Le deuxième point souvent sous-estimé : le temps de séchage. Un siège nettoyé humide a besoin de douze à vingt-quatre heures portes ouvertes pour que le rembourrage sèche aussi. Si tu montes dedans avant, tu enfonces l'humidité résiduelle plus profond et tu risques une odeur de moisi au bout de deux semaines. Pour les nettoyages intérieurs en hiver, on prévoit donc toujours un chauffage radiant — sinon le séchage dépasse la journée, et le client veut récupérer sa voiture.
Pour qui le litre vaut le coup — et qui prend le petit flacon
Le Pol Star existe en concentré dans trois contenances, et le choix tient moins au prix au millilitre qu'à la conservation une fois ouvert et à ta fréquence d'utilisation réelle. Un concentré reste stable deux à trois ans dans son flacon d'origine. Dès que tu le transvases dilué dans le pulvérisateur, le compte à rebours démarre — un mélange dilué tient quatre à six semaines environ, après quoi il perd de sa force.
Le flacon de 100 ml suffit pour deux à trois nettoyages complets d'habitacle, c'est l'entrée en matière — si tu veux vérifier que le nettoyant marche sur ta matière, ou traiter une tache de façon ciblée. Le flacon de 250 ml couvre une année de voiture en usage normal, dix à douze nettoyages.
Le litre, c'est pour les semi-pros, les préparateurs et les familles avec deux voitures et des sièges enfant — là, la contenance s'amortit en un an et demi. Les pros achètent le bidon de 5 litres, absent de la boutique mais dispo via le circuit B2B Koch-Chemie.

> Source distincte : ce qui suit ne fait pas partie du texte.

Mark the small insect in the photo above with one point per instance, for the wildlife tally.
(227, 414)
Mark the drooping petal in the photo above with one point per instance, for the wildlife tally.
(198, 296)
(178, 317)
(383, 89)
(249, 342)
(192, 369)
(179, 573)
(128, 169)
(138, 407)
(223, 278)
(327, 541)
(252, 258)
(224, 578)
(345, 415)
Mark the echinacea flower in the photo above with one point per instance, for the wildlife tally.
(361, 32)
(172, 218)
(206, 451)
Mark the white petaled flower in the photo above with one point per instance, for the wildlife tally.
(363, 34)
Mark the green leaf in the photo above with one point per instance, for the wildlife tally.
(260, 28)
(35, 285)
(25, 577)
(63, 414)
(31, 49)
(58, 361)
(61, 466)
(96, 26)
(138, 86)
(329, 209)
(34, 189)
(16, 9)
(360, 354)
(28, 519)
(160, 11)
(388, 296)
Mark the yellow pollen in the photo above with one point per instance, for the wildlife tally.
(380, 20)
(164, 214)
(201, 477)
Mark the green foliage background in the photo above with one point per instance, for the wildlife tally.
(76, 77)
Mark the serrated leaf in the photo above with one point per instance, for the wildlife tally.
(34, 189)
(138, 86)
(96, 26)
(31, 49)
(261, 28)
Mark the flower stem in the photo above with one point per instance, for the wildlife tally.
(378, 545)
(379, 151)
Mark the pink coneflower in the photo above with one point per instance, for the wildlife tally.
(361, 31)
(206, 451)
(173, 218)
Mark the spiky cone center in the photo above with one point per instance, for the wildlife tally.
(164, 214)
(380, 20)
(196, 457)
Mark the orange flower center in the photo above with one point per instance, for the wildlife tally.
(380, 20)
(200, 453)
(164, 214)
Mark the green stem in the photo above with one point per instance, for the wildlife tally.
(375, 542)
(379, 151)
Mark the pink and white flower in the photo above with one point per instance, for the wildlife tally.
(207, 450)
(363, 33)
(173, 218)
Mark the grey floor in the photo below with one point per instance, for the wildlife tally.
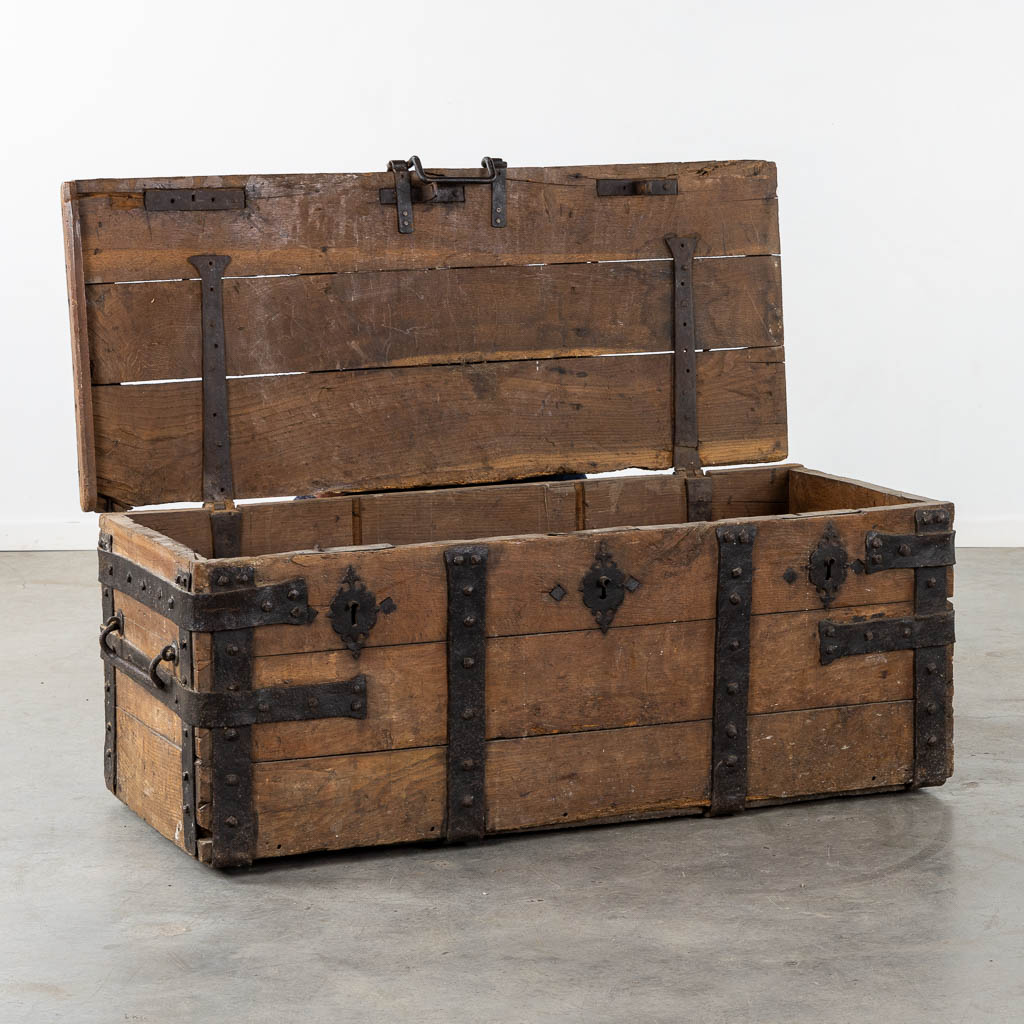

Bonne référence : au quotidien, on tourne au litre — une quarantaine à une cinquantaine de véhicules par an, dont dix à quinze en nettoyage intérieur complet. Le flacon tient à peu près neuf mois comme ça. Pour un usage privé au garage, c'est surdimensionné ; le 250 reste le bon choix dans la plupart des cas.

Si tu ne connais pas encore le nettoyant et que tu doutes qu'il convienne à ta matière, commence par le flacon de 100 ml et un petit test sous le siège — test de l'ongle d'abord, matière identifiée avec certitude, puis un dosage propre. Difficile de se planter, tant que tu ne surdoses pas.
Si tu hésites entre le Pol Star et un nettoyant cuir pur : pour les voitures avec beaucoup de tissu et un peu de cuir, le Pol Star l'emporte. Pour un intérieur tout cuir, un nettoyant cuir spécialisé associé à un soin du cuir vaut le coup. La différence entre soin du cuir et protection, on l'explique dans le guide Habitacle un samedi de pluie.